Precious representa o estado de opressão a que milhões de jovens afro-americanas estão condenadas, mergulhadas em miséria e negligência emocional.
Há muito em comum entre Preciosa — Uma História de Esperança e A Cor Púrpura. Ambos têm como personagens centrais jovens negras e pobres, violentadas pelos próprios pais, dos quais engravidam mais de uma vez. Apesar da bestialidade de que são vítimas, elas tentam escapar do círculo vicioso a que estão expostas, lutando contra o analfabetismo e a falta de escolhas que as condenam a uma miséria mais do que material e aparentemente irreversível. Outro ponto que une os filmes é a origem literária de seus enredos, assinados por autoras afro-americanas — Saphire e Alice Walker, respectivamente. As escritoras fizeram uso dos livros, narrados em primeira pessoa, como libelos contra a opressão que vitimiza suas protagonistas.
A grande diferença entre os dois longas-metragens, além das dezenas de décadas que separam as histórias que contam, são os pontos de vista adotados pelos diretores que as assinam. Enquanto A Cor Púrpura (1985), apesar de belo e comovente, tem a marca do idealismo algo ingênuo de Steven Spielberg, deslumbrado com uma cultura que não é a sua, Preciosa é bem mais cru e, sobretudo, inventivo na forma. Talvez porque o ainda pouco conhecido Lee Daniels seja negro e tenha vivenciado na pele a realidade — o bairro nova-iorquino do Harlem nos anos 80 — que decidiu levar à tela.

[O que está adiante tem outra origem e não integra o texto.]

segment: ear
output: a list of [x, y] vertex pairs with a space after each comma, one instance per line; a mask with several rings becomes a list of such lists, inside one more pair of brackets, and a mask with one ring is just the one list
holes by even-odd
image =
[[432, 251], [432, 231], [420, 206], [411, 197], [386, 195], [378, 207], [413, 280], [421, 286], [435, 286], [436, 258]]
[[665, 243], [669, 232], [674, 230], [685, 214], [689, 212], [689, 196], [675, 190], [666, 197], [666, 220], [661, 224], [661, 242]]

Escapando da tentação de fazer de seu longa um estudo sociológico,ou uma obra de denúncia, Daniels permite ao espectador um mergulho na subjetividade de Precious. O ótimo trabalho de edição costura de forma orgânica o cotidiano da personagem a suas digressões fantasiosas e escapistas. Quando o mundo parece desabar sobre sua cabeça, ela sonha estar em um videoclipe, na vant-première de um filme ou dançando com um rapaz de pele mais clara do que a dela, capaz de resgatá-la do inferno em que vive. É quando vem à tona a porção adolescente de alguém cuja infância lhe foi usurpada sem piedade.
Claireece Precious Jones (Gabourey Sidibe), a protagonista do filme, tem 16 anos, é obesa mórbida e, apesar de ir à escola todos os dias, não consegue aprender. Teve sua primeira filha, portadora da Síndrome de Down, aos 12 anos. Além de ter sido, desde a infância, estuprada pelo pai, Precious também sofre em seu dia a dia toda a espécie de abuso por parte da mãe (Mo’Nique, em desempenho extraordinário), que não a perdoa por ter lhe “roubado seu homem”.

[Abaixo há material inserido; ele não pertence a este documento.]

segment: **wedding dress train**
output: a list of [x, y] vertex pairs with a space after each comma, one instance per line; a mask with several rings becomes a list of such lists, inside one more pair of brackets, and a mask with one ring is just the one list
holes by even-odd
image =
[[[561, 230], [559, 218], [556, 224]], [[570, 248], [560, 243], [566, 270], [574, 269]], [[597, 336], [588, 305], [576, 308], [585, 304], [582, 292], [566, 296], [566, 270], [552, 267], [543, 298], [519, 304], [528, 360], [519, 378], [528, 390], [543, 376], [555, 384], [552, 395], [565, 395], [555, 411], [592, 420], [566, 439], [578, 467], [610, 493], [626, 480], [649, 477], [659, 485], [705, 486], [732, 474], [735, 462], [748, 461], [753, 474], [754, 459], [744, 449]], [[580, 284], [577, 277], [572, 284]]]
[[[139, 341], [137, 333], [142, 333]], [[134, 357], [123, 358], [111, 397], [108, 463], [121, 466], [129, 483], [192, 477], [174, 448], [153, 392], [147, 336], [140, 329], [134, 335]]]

Quando a direção da escola de Precious descobre que ela está grávida de novo, a suspendem e a encaminham a outra instituição de ensino, um colégio alternativo onde terá atenção individualizada. A mãe prefere que a garota abandone os estudos e passe, como ela própria, a receber dinheiro da Previdência Social.
Críticado por parte da comunidade afrodescendente por reforçar estereótipos dos negros que vivem nas grandes cidades americanas, Precious causou furor no Festival de Sundance de 2009, onde recebeu diversos prêmios, e está indicado a seis Oscars, inclusive melhor filme, direção, atriz e atriz coadjuvante. É um filme forte, moderno visual e narrativamente, com excelentes interpretações e a coragem de não dourar a pílula. Resulta numa obra devastadora e necessária.